To these voters, Obama exemplified the complacency Clinton would continue.
“What I love about Trump is the chaos factor,” said a Florida woman and registered Democrat who dismissed Clinton as a conventional politician. “It’s scary … but I find it fascinating.” She was unsure if she would vote.
Voters this year didn’t buy elite explanations for why they should accept that things were better when their perception was that their lives were worse off. Though elites may trust in studies that show free trade is supposed to make life better overall for more Americans, uneducated workers in places like Michigan have seen non-existent job prospects at good wages after their plants moved overseas. They voted accordingly.
Trump told a million little lies, but Clinton actually bought into the big lie—that 21st-century progress was actually helping millions of Americans who in fact feel like they’ve gotten the shaft.

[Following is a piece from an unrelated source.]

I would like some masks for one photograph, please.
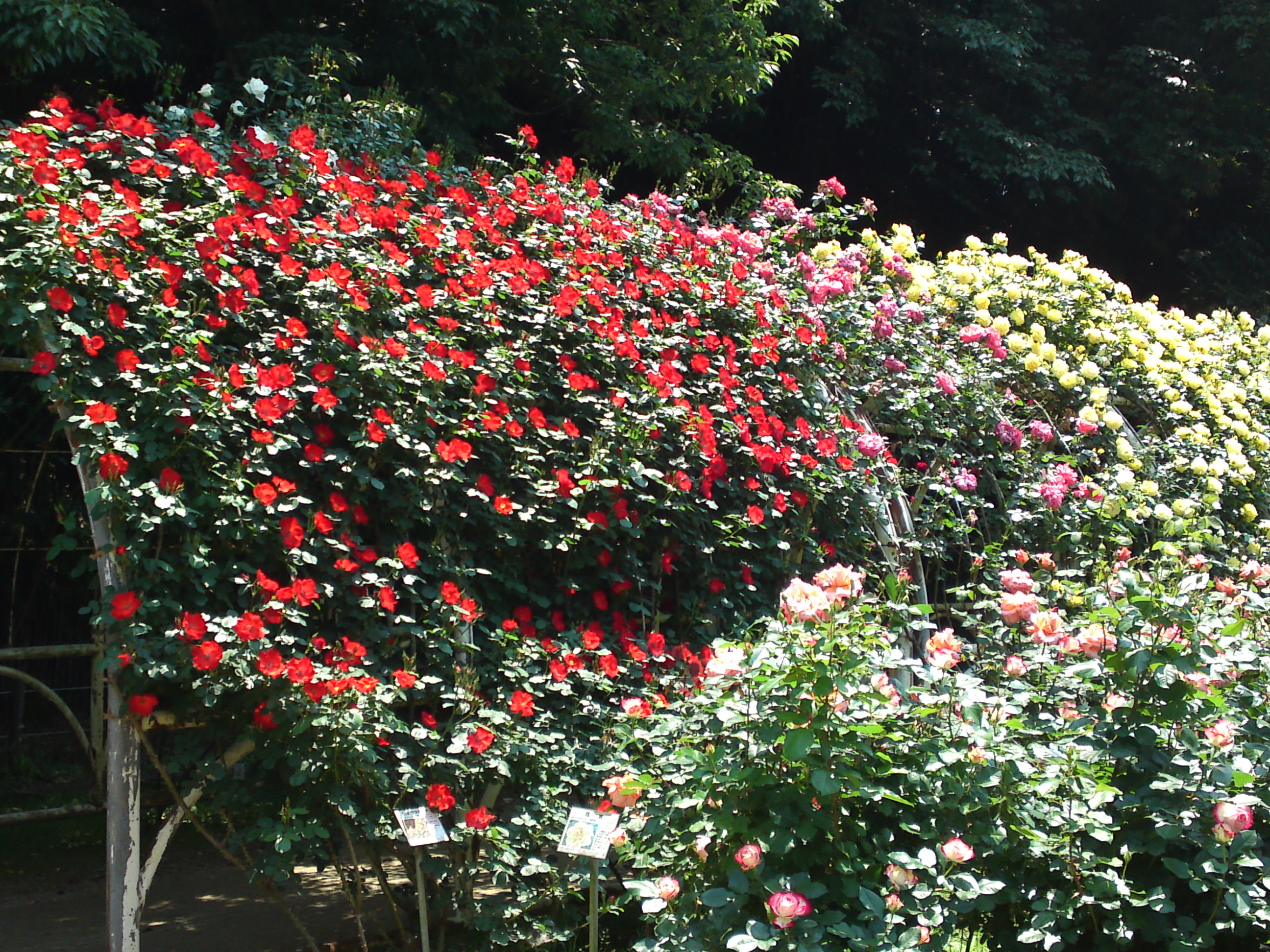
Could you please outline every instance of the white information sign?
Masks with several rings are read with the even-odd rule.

When Clinton bragged about the miles she logged on her government jet as Secretary of State, voters wondered why they footed the government gas bill if the world was more dangerous than ever.
Trump voters gave more leeway to Trump’s grandiose statements belied by reality, like dismissing his predatory comments about grabbing women without consent as locker room banter. They viewed his statements as a refreshing protest against political correctness, the same yoke stifling the way they talked, worked and generally existed.
Hyperbole—or outright lying—has been Trump’s most consistent characteristic as he canvassed the nation, which is why I was again highly skeptical when Trump proclaimed that his election would be “Brexit all over again.” Since Trump didn’t know what Brexit was a few weeks prior to the referendum, I doubted Trump when he said he would deliver new voters to the Republican Party on election day, simply because it hadn’t been done like that ever before. Politicians who claim they were going to win because they active unlikely voters usually have one commonality—they lose.
And now that Trump has changed the way we elect our leaders, I’m taking a hiatus from making predictions about a truly unpredictable character who will soon be our 45th president.
Here’s what we do know: Trump has a few highly specific proposals, like building the $26 billion border wall. Good luck getting Mexico to pay for it. Good luck getting Congress to foot the bill till they do. After that, he enters the Oval Office with vague proposals, but a Congressional majority that will be predisposed to promote his agenda. While the country may not be united on a specific candidate, my tour of battleground states impressed upon me widespread loathing of Obamacare, making it another prime first target.
It’s very unlikely that Trump ever expected to win, or gave much thought to governing. He paid far less attention to his transition team than most losing candidates before him. He didn’t expect to be here. Now he is.
To his supporters, Trump spoke truth—and when in office we’ll see if he told them what they wanted to hear or if he can actually deliver.